Bookpedia’s purpose is somewhat dubious. Sure, it sorts your book collection and lists information like publisher, genre, page count, and summary -- but if you own the book, it’s probably already sorted on your bookshelf and you probably don't need a synopsis.
But like the feeling of pages on fingertips, there’s something romantic and desirable about Bookpedia. Adding books quickly becomes addicting and you’ll want to add each and every tome you’ve read. Besides scraping data and prices from sites like Amazon, Bookpedia serves as a digital trophy case to your literary accomplishments and can show you nifty statistics -- “Holy cow, I’ve read ten 1,000-page books!” And you can track which books you’ve lent out to your moochin’ friends, plus a wish list of books to buy next.

Bookpedia’s statistics are wide-ranging and completely awesome.
Unfortunately, Bookpedia misses the mark in several key ways.
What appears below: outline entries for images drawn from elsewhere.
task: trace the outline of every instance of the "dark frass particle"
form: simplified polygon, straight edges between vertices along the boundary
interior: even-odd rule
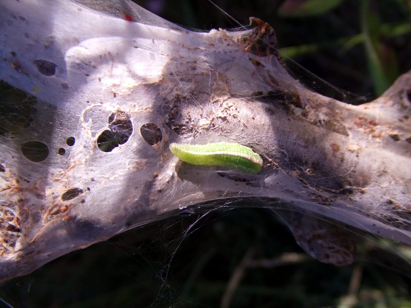
[[[61,200],[63,201],[67,200],[71,200],[73,199],[79,195],[83,194],[83,189],[76,187],[75,188],[71,188],[68,190],[66,190],[64,193],[61,195]]]

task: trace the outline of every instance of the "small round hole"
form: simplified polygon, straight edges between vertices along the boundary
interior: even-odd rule
[[[66,143],[68,146],[73,146],[74,144],[76,143],[76,138],[73,137],[68,137],[66,139]]]
[[[47,145],[40,141],[25,142],[21,148],[24,157],[35,163],[42,162],[48,157]]]
[[[45,76],[52,76],[55,74],[55,68],[57,65],[47,60],[39,59],[33,61],[37,69]]]

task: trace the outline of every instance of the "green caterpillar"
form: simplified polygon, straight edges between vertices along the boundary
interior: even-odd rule
[[[258,172],[263,167],[259,155],[238,143],[216,142],[194,145],[172,143],[170,148],[180,160],[192,165],[223,166],[250,174]]]

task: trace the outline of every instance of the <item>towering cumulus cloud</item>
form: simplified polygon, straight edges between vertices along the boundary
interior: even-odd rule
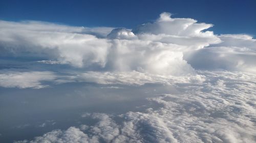
[[[255,141],[256,40],[215,35],[212,26],[166,12],[132,30],[0,21],[2,87],[94,82],[114,90],[150,83],[177,93],[153,98],[145,90],[144,110],[84,113],[93,124],[17,142]]]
First, cover art is a mess of high-res/low-res product shots that screw up the beautiful cover flow. Second, the search is heinous. Many results, like Sin City, could only be found via a search for title -- not author -- while others, like To Kill A Mockingbird, had tons of duplicates. Finally, though a vast majority of books can be found through Bookpedia, not every book can.
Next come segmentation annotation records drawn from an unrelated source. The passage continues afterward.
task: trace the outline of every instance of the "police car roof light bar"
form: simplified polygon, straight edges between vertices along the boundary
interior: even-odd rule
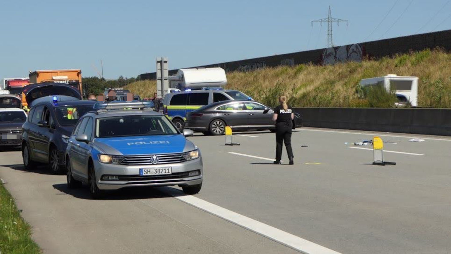
[[[152,103],[149,102],[112,102],[104,103],[96,103],[94,105],[96,110],[113,109],[141,109],[145,108],[153,108]]]

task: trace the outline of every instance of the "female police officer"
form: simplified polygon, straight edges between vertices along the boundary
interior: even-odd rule
[[[276,107],[272,120],[276,121],[276,161],[275,164],[281,164],[282,157],[282,147],[285,143],[286,152],[290,159],[290,165],[294,164],[293,161],[293,150],[291,149],[291,128],[295,114],[293,109],[286,104],[286,96],[282,95],[279,97],[281,105]]]

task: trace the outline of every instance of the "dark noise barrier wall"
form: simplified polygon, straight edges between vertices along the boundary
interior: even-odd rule
[[[346,61],[359,61],[365,56],[377,59],[398,53],[408,53],[410,51],[418,51],[426,48],[432,49],[436,47],[441,47],[446,51],[451,50],[451,30],[333,48],[205,65],[202,67],[221,67],[226,72],[235,70],[249,71],[266,67],[293,66],[309,62],[321,65]],[[190,68],[196,67],[201,66]],[[175,74],[177,70],[170,70],[169,75]],[[139,77],[141,80],[156,79],[155,72],[141,74]]]
[[[305,127],[451,136],[451,109],[296,108]]]

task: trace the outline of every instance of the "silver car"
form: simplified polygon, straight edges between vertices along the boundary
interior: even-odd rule
[[[185,138],[192,131],[181,133],[145,104],[113,102],[80,119],[66,151],[69,188],[87,183],[94,198],[105,190],[129,187],[179,185],[188,194],[200,190],[200,151]]]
The bottom line. If you're a digital bookworm, you want something like Bookpedia, whether you know it or not. Though for nearly 20 bucks, we wish Bruji had combined its other software (Moviepedia, Musicpedia, and Gamepedia) into one unified sorting utility.
Positives
Adding books is addicting. Statistics are completely awesome.
Negatives
Search lacks thorough sorting options and edition numbers. Pictures are a perplexing mix of high-res and low-res cover art.